While the impact of addressing repeat issues is often significant, quick and readily measured, the impact of tracing original causes back to their source IT processes can be potentially more significant, though less readily quantified. First, it is necessary to recognize that every IT discipline (applications, hardware, networks) is a collection of processes which fall into the general sequence of determining requirements, designing, building, testing and releasing. Then the problem ticket repository can be used to analyze which project, application, hardware component or network system is the source of a number of problems. Using the defined processes of each discipline, this information will enable an organization to determine which general process or portion of a process is most frequently the source of issues in the problem resolution repository. This amounts to tracing post release errors back to a given project and, even better, to a specific phase of a development or implementation life cycle. Figure 2 shows how the defects from six months of history for one problem ticket database related to the various applications.
It can be noted in this case that the application “RCR” contributed 41 percent of all the application-related defects observed in the six-month period.

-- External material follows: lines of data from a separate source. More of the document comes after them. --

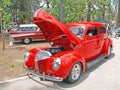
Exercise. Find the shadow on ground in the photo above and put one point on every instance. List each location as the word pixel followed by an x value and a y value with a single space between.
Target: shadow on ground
pixel 84 75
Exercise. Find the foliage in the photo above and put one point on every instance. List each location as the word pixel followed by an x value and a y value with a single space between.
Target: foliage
pixel 21 11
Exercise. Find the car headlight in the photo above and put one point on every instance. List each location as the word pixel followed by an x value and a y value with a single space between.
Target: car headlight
pixel 56 63
pixel 42 55
pixel 26 56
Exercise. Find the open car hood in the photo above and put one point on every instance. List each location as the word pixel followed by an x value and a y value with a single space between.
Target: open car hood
pixel 52 28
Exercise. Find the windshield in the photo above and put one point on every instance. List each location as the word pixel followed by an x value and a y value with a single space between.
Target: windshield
pixel 78 31
pixel 27 28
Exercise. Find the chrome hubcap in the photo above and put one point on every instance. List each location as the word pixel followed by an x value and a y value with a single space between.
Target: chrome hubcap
pixel 76 72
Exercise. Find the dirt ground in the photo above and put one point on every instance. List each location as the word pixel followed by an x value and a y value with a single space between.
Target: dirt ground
pixel 11 59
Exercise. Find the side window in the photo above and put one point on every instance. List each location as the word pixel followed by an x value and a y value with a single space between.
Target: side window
pixel 102 30
pixel 92 32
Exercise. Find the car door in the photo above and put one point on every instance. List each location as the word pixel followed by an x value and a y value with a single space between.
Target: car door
pixel 90 43
pixel 100 38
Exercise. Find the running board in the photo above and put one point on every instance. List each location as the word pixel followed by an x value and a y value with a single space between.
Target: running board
pixel 95 61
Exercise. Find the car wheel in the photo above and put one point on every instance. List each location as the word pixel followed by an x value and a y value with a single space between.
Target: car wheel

One could argue that if RCR is a particularly large or complex project, then naturally, the defect rate could be expected to be high. Of course, the users may say that they do not care how large or complex the project is, they just want it to work right the first time. The business impact still dictates that some attention be focused on the nature of RCR in order to minimize its overall negative impact. The organization could stop here and decide to focus on RCR as a primary opportunity for reducing observed problems. However, in Figure 3another slice of the same data reveals a more systemic issue across all applications.
Here is a different view which provides the data necessary to actually fix a process. That is, “Gather Requirements” contributes almost 65 percent of all the post-release defects charted. This is important because further analysis of the RCR application may have revealed a similar pattern, but the exclusive focus on a given project would have been too narrow, since fixing the RCR application alone would have done little to prevent future problems. On the other hand, by using the data to reveal processes as opposed to projects, the organization now has the direction necessary to focus on the systemic problem of defects in the requirements – gathering process of all projects. This is a critical distinction since many IT projects fall into two primary components – fixing the products of broken systems and fixing the processes that caused the systems to break in the first place. (This is especially true in projects that rationalize excess server capacity. One part of the project should be to optimize the current server capacity; another part should implement a process that prevents the current situation from recurring.)
Some organizations capture meaningful data on the defects inserted and detected during the life cycle of a given project prior to release. Many do not. Whether or not an organization has this sort of measurement system maturity, there is great value to be obtained from capturing post-release data in the problem resolution repository maintained by the help desk. In this way a non-value-added function like a help desk can at least enable the rest of the IT organization to maximize the value it delivers to the business.